The length of cell array G is determined by B, which is defined as follows:

Among them: N _p represents the population size, t _max is the maximum value of the iteration, [] is the rounding with all decimals rounded off, and B is a variable that is continuously reduced to 1 with the increase of the number of iterations.

7. a kind of virtual maintenance process optimization method for hydropower station equipment according to claim 1, is characterized in that: in described step S6, after improving discrete whale algorithm through fixed number of iterations, obtains an optimal dismantling sequence , using the Unity3D editing script, taking the optimal dismantling sequence as input, and controlling the movement of the model in turn.

8. The method for obtaining the optimal dismantling sequence based on the improved discrete whale algorithm is characterized by comprising the following steps:

A1: Determine the dismantling node, and use the hierarchical combination method to quickly generate the initial population;

A2: Calculate the workload of the individual;

A3: Establish a priority protection and restraint crossover mechanism;

A4: Use the whale algorithm to select individuals from the male parent and generate better individuals through crossover;

A5: Add heuristic mutation and round-trip optimization operators;

A6: Determine whether the set number of iterations reaches the maximum number of iterations, if not, return to step A2; otherwise, output the dismantling sequence with the smallest workload.

9. a kind of method based on improved discrete whale algorithm solution according to claim 8 and obtain optimal dismantling sequence, it is characterized in that: in step A4, from population, the whale algorithm of selecting male parent is:

The length of cell array G is determined by B, which is represented by:

Among them, N _p is the population size, t _max is the maximum value of the iteration, [] is the rounding of all decimals; B is a variable that decreases to 1 with the increase of the number of iterations.

10. a kind of method based on improved discrete whale algorithm solution according to claim 9 and obtain optimal dismantling sequence, it is characterized in that: in step A5, heuristic variation is intended to enhance algorithm local search ability, and step is as follows:

S5.5.1: Set the number of mutation N _m as half of the population;

S5.5.2: Randomly select a disassembled sequence seq from the disassembled sequence set with relatively small workload as a mutant individual;

S5.5.3: Randomly select the Mpth node from the selected mutant individual seq as the mutant node, and then find the position range where the node can be reinserted.
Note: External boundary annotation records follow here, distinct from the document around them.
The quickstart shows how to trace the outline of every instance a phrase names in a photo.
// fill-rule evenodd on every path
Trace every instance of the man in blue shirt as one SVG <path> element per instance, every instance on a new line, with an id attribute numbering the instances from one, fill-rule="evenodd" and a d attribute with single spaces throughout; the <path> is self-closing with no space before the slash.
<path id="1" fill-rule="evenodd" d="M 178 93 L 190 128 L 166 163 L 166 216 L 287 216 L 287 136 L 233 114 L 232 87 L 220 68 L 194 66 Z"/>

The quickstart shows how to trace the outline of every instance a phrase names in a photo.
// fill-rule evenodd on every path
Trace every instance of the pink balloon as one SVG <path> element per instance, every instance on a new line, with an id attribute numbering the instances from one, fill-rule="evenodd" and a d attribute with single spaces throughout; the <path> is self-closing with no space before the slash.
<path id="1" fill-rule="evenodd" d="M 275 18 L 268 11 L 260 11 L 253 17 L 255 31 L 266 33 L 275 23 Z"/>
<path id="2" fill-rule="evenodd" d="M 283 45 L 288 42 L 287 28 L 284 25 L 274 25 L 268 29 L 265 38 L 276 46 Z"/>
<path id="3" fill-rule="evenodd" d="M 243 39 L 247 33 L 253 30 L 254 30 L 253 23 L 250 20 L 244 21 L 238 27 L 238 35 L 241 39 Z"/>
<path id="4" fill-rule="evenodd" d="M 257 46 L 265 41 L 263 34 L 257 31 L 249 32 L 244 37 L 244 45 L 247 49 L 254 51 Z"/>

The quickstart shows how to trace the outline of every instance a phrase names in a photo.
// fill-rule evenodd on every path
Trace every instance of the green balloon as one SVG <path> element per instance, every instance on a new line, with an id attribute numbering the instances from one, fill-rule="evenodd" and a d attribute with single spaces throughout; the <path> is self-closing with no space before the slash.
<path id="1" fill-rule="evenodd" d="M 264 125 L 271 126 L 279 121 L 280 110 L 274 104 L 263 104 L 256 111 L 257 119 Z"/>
In order to reduce the number of judgments, first, check the seq(Mp)th column in the constraint matrix, The node number of the column corresponding to the record data equal to 1 is used as the starting node set Start, the seq(Mp) row of the constraint matrix is checked, and the node number of the row corresponding to the record data equal to 1 is used as the end node set End; then check the dismantling sequence seq, Then the insertable position is the insertable position after the node in the Start collection and before the node in the End collection;

S5.5.4: Calculate the value of the workload corresponding to all insertable positions, and keep the individual H _best with the smallest workload for updating the population;

S5.5.5: Repeat S5.5.2 to S5.5.4 for a total of N _m times to complete the variation between two generations of a population.